Once the public comment period ends, the BLM will begin the process toward releasing a Record of Decision by the end of September in order to be considered before the Fish and Wildlife Department decides whether to list the greater sage grouse as an endangered species.

“Fish and Wildlife will be making their listing decision in FY 2015, which starts Oct. 1, so after Oct. 1 they can make their decision,” Tague said. “We want to have our ROD out so they can consider it in their listings. (That means) we will not be extending our public comment period.”

The public comment period ends Jan. 29. Comments must be received on or before this date and comments received after will not be considered.

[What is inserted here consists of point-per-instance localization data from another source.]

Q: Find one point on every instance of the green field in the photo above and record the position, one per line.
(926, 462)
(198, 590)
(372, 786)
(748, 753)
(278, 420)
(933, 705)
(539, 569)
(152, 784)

Once the public comment period ends, the BLM and its cooperating agencies will go through each submitted comment to come up with a proposed plan. Once the plan is unveiled, there will be a protest and review period. Only people who submit comments can protest the proposed plan. As the BLM and its cooperating agencies work to come up with a proposed plan, Tague said it’ll be a difficult task, but that changes will come.

“We’ll be sitting down with our partners and try to wade through it and come up with what’s best for our management, the habitat and the bird, the industry and try to balance as much of it,” Tague said. “It’s going to be different than it is now. We know what the answer is if we keep our current practice…there are going to be changes. It’s how do we make changes that we can accommodate that. We won’t meet everybody’s needs. We’re hoping to come out with something that’s workable.”